So if there is any encouragement in Christ, any incentive of love, any participation in the Spirit, any affection and sympathy, complete my joy by being of the same mind, having the same love, being in full accord and of one mind. – Philippians 2:1-2
It was not easy for the Philippians to claim faith in Christ. Paul does not tell us the details of their suffering, but he makes it clear that, like him, these men and women of faith were well acquainted with hardship and persecution. Paul writes of his awareness that the Philippians “not only believe in (Christ) but also suffer for his sake” (v. 29). Furthermore, Paul recognizes that he is bound to them by their common persecution – “the same conflict which you saw and now hear to be mine” (v. 30).
How does Paul respond to these persecuted people of faith? He seeks to help them anchor their faith in their relationship with Christ Jesus and their relationship with Paul. He does this with a series of rhetorical expressions – “If there is any encouragement in Christ, any participation in the Spirit, any affection and sympathy.” This teaching is huge not only for the Philippians, but also for you and me. When we are facing difficulty, trouble, or adversity, Paul encourages us first to anchor the experience in our relationship with Jesus Christ, then to call upon God’s provision of his Spirit to give us power and peace, and finally to remember that we are not alone in our struggles. We should draw confidence and courage from the assurance that others – past and present – know our pain and share in it with us.

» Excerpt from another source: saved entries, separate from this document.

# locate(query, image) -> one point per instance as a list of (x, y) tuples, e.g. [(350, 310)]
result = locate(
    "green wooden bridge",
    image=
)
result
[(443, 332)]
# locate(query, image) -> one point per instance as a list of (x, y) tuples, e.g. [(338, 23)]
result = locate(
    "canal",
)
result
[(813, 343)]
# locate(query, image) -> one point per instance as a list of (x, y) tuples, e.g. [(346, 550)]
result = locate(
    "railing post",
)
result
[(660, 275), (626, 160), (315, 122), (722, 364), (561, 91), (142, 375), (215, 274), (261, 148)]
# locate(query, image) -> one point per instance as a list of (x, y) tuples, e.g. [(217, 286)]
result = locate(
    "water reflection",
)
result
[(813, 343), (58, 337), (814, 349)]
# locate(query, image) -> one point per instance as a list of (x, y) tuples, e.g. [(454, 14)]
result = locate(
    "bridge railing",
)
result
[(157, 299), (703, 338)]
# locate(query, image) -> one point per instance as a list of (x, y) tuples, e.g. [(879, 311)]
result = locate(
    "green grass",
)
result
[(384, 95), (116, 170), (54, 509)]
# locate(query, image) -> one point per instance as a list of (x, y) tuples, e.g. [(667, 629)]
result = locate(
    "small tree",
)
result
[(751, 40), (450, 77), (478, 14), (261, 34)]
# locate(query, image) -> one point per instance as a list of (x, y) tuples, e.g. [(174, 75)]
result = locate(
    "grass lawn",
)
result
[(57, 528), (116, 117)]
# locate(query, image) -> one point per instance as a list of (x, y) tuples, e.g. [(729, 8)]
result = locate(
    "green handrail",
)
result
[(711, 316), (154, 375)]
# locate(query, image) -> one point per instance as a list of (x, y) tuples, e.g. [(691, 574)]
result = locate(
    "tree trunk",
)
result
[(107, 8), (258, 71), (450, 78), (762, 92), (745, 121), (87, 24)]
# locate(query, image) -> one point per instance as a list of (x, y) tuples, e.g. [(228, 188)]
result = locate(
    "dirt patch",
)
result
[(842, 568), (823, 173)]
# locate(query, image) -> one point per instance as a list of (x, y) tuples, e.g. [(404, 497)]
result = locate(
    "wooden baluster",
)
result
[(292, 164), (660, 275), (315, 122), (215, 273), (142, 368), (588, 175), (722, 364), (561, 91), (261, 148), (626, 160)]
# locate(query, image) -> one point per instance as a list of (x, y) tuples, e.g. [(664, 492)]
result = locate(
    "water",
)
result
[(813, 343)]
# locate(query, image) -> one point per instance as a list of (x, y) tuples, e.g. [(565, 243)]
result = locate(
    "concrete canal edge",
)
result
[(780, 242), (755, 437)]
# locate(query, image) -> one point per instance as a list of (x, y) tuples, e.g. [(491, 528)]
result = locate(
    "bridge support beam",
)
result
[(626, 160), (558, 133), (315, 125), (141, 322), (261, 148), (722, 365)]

Paul tells the Philippians that as they rise above the struggles they face, as they refuse to cower in the face of threats, as they stand firm in their faith, they will “complete” his joy. What a fascinating thing to say! Paul is joyous that these men and women have faith, but his joy will be complete, as their faith remains strong throughout life and even in the face of death, just as his does. He is not asking anything more of them than he is of himself. He just wants them to be united with him and with each other, ”being of the same mind, having the same love, being in full accord and of one mind.”
Few of us will ever face the type of persecution which Paul and the Philippians faced; however, every time our shared faith and binding fellowship encourage us in the face of uncertainty, difficulty, and struggle, we find courage to prevail and we too “complete” Paul’s joy.
Good Father, you never promised us that our life of faith would be easy. What you do promise us is your presence and power even in the face of overwhelming struggles. Help us to honor you and bring glory to your name both in seasons of struggle and in seasons of ease. Amen.